We breathed a sigh of relief to be back in South Africa which considering the current political situation was quite surprising. There was something bizarrely refreshing about the familiarity of a system on the brink of a disconcerting future. Travelling back to Stanford through Upington, Keimos and Clanwilliam we looked at our country with fresh eyes, realizing that there is nowhere in the world that does not have problems and that this is where we wanted to be. All of this amidst the turmoil of a country which faces an uncertain future. We decided to grab the positive and run with it.
Read more about our decision in my next blog called – The Secret Garden!
Photographs are all my own.
- (1) On 3 December 1967, South African doctor, Dr Christiaan (Chris) Barnard, performed the world’s first human to human heart transplant at Groote Schuur Hospital, Cape Town. This extraordinary event which pushed the boundaries of science into the dawn of a new medical epoch took place inside Charles Saint Theatre at Groote Schuur Hospital. After a decade of heart surgery, Barnard and his gifted cardiothoracic team of thirty (which included his brother Marius), were well equipped to perform the nine hour long operation.
- (2) 150 years ago, the site of the Big Hole was a featureless, flat-topped hill. When word spread that diamonds had been discovered, thousands of prospectors, armed with nothing more than picks, shovels and hope, descended on Kimberley and created the largest hand-dug excavation in the world.
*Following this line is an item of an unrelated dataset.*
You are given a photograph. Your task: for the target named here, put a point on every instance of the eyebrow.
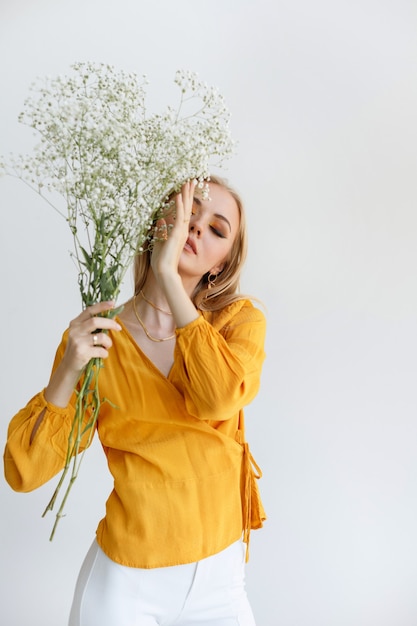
(218, 215)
Kimberly is one of the most unique and authentic historical destinations in South Africa, because of the Kimberley diamond mine, which occupies a surface of 17 hectares, 463 meters wide, for a depth of 240 meters, and it used to be active since 1871 to 1914. The Big Hole in Kimberley is considered for one of the deepest cavities excavated by man with a depth of 200 m2. Next to the Big Hole is the Kimberley Mine Museum, the first ever discovery of diamond reserves in the country. One of the most interesting facts about the Big Hole in Kimberley is that after the mining operations were finally over, the Big Hole become the most visited tourist attraction in Kimberley.
- (3)The Tuli Blockis a narrow fringe of land at Botswana‘s eastern border wedged between Zimbabwe in the north and east and South Africa in the south. It consists mainly of privately owned game farms offering safari tourism. The eastern section up to and including Redshield has been declared a game reserve, known as the Northern Tuli Game Reserve.
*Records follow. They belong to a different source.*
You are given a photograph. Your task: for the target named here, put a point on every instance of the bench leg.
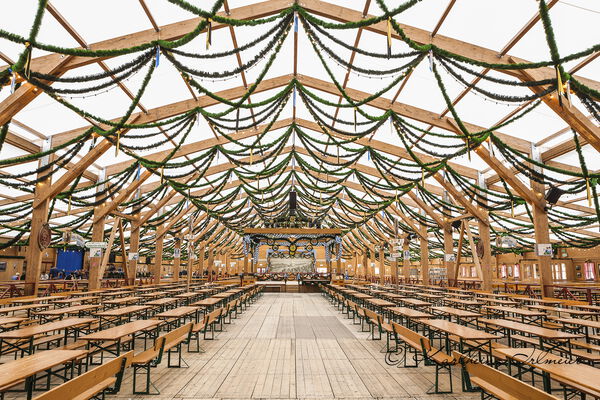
(149, 384)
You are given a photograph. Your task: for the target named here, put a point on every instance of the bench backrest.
(371, 314)
(177, 333)
(214, 316)
(414, 338)
(110, 373)
(498, 383)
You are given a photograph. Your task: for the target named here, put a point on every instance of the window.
(589, 271)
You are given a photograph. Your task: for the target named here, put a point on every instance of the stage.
(292, 286)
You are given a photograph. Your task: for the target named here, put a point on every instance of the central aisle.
(293, 346)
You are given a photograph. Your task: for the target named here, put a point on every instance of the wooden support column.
(39, 217)
(190, 264)
(542, 232)
(424, 246)
(95, 276)
(177, 260)
(405, 260)
(201, 260)
(381, 265)
(211, 264)
(134, 247)
(448, 249)
(157, 270)
(484, 238)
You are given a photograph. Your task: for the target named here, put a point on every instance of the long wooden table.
(470, 339)
(27, 334)
(23, 369)
(549, 339)
(552, 366)
(114, 336)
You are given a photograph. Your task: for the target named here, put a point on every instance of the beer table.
(473, 305)
(478, 340)
(414, 303)
(534, 317)
(499, 302)
(80, 311)
(42, 299)
(179, 315)
(121, 301)
(410, 314)
(381, 305)
(559, 310)
(460, 314)
(553, 366)
(25, 336)
(118, 293)
(114, 336)
(549, 339)
(71, 300)
(10, 322)
(547, 302)
(583, 324)
(25, 369)
(207, 304)
(119, 314)
(163, 304)
(29, 308)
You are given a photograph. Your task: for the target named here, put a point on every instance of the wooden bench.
(499, 384)
(105, 378)
(152, 357)
(411, 342)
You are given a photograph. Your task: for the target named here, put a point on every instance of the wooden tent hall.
(299, 199)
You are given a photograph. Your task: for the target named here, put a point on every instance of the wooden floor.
(292, 346)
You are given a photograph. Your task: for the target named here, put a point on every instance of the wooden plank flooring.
(291, 346)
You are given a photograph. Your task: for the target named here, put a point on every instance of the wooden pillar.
(424, 245)
(484, 236)
(211, 264)
(94, 277)
(177, 260)
(542, 231)
(134, 247)
(405, 260)
(542, 236)
(190, 264)
(381, 264)
(448, 249)
(39, 217)
(201, 260)
(157, 270)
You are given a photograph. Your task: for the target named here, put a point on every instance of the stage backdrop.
(69, 260)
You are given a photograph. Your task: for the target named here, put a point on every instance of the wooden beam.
(571, 115)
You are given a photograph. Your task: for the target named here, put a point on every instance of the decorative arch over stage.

- (4) Victoria Falls is a town in western Zimbabwe and a gateway to the massive waterfall of the same name. Here, the Zambezi River plummets over a cliff and into the Boiling Pot before flowing through a series of gorges. The Devil’s Pool, a natural infinity pool, is on the edge of a sheer drop. Spanning the river is 1905 Victoria Falls Bridge. The surrounding Zambezi National Park is home to white rhinos and elephants.
- (5) Shona /ˈʃoʊnə/ (chiShona) is the most widely spoken language as a first language and is native to the Shona people of Zimbabwe.
- (6) David Livingstone was a Scottish physician, Congregationalist, and pioneer Christian missionary with the London Missionary Society, an explorer in Africa, and one of the most popular British heroes of the late 19th-century Victorian era.